The ride home was all about trying to come up with a name for the puppy. My wife wanted Samson, Sam for short. His father's name was Bulldozer so my son wanted that. I came up with Diesel - like a diesel locomotive at the front of a 150 car train. The pup rode most of the way home inside my daughter's coat.

We compromised and used all the names. He eventually became Dozer or The Doze.

He was crate trained and became house broken quickly. It seemed like Dozer went from hiding under the couch to staring eye to eye with you as you sat on the couch in less than a year. We took his crate away the morning that I had to pry his butt out of it.

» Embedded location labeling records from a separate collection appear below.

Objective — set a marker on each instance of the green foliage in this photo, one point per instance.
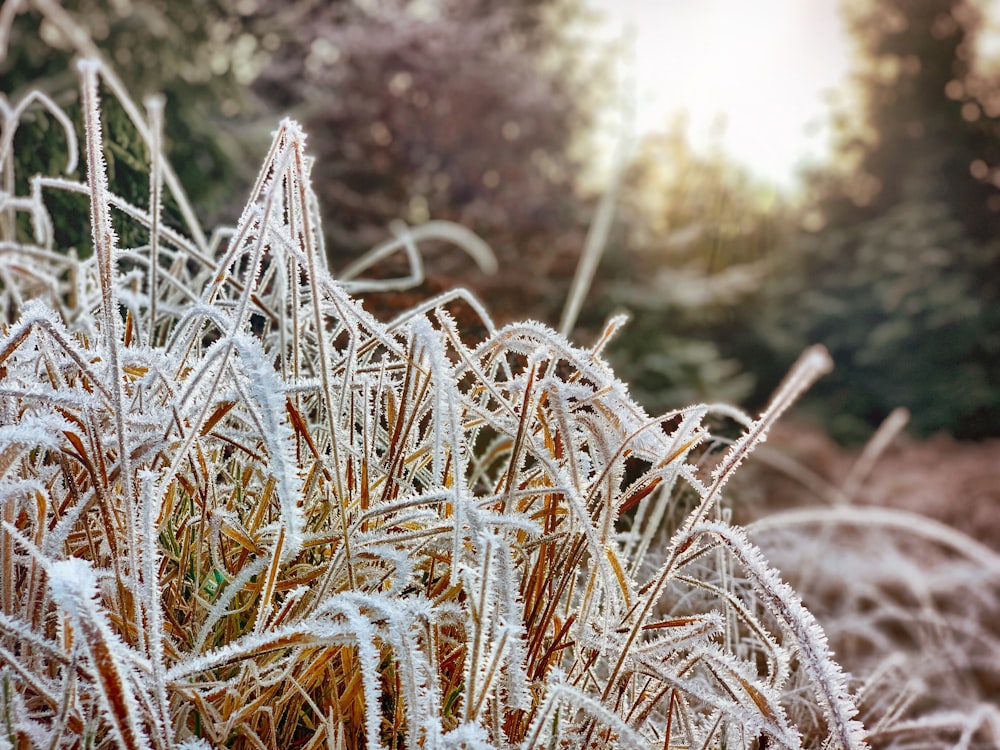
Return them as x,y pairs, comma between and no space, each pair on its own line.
697,238
897,271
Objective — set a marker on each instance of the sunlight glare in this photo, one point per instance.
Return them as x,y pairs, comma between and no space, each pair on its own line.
752,78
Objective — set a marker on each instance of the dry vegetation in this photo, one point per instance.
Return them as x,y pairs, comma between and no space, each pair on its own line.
239,511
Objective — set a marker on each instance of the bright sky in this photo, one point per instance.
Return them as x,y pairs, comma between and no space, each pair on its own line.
765,66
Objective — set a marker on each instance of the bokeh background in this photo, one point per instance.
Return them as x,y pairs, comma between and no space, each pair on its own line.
783,173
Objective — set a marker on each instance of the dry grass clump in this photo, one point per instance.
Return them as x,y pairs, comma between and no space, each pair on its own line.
239,511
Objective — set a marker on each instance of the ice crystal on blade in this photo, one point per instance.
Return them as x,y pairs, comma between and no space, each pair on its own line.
239,510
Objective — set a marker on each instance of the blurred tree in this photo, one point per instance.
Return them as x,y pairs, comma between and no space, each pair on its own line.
465,110
197,54
898,267
696,240
416,109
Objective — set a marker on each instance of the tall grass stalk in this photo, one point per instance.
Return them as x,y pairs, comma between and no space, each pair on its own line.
239,510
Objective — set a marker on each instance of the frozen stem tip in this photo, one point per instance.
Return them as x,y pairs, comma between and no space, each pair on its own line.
88,66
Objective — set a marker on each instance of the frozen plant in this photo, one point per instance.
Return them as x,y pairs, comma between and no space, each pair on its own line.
238,510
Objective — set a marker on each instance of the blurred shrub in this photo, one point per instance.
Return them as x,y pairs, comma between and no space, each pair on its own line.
897,271
461,110
696,241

The Doze ate or chewed on everything - food, furniture, shoes, car tires; which he also loves to pee on. He popped his 1st soccer ball at eight months and was easily three years old before he stopped that pogo stick thing. He had better hops than most of our high school basketball team.
By the way, he was also the right fielder for the neighborhood wiffle ball homerun derby game.
The kids would hit the ball over the fence into our yard. Dozer would get it, run to the fence and drop it in a hole dug under the fence for the kids to use again.

The boy topped out at about 125 pounds. Every dog has away of telling you that they want to go out. Some bark, some stand at the door and wag their tail, Dozer places his big flat forehead against the door and rocks back and forth thumping the door until you let him out.

He is the master of his fenced in yard. No bird, squirrel , cat or dog better trespass though I've never see him catch anything.

The day we picked him up he came out of a big box that had old blankets thrown in it for the puppies to sleep on. Having noticed this we put a blanket in his crate. As a pup he would pull the blanket out of the crate and drag it into the familyroom to sleep on. He fluffs it up until it's just right and then and only then he'll lay down. Sometimes he'd ball it up and chew on it.

The Doze is now 14 years old, 98 in dog years, our son is 27 with a daughter of his own and our daughter is 22. As I write this , he's sleeping, with his blanket, every once and awhile his leg jerks.
I think he's dreaming about his days in right field.

1 comment:

Nick Marino said...

Bruce Springsteen wrote a song about this; "Glory Days".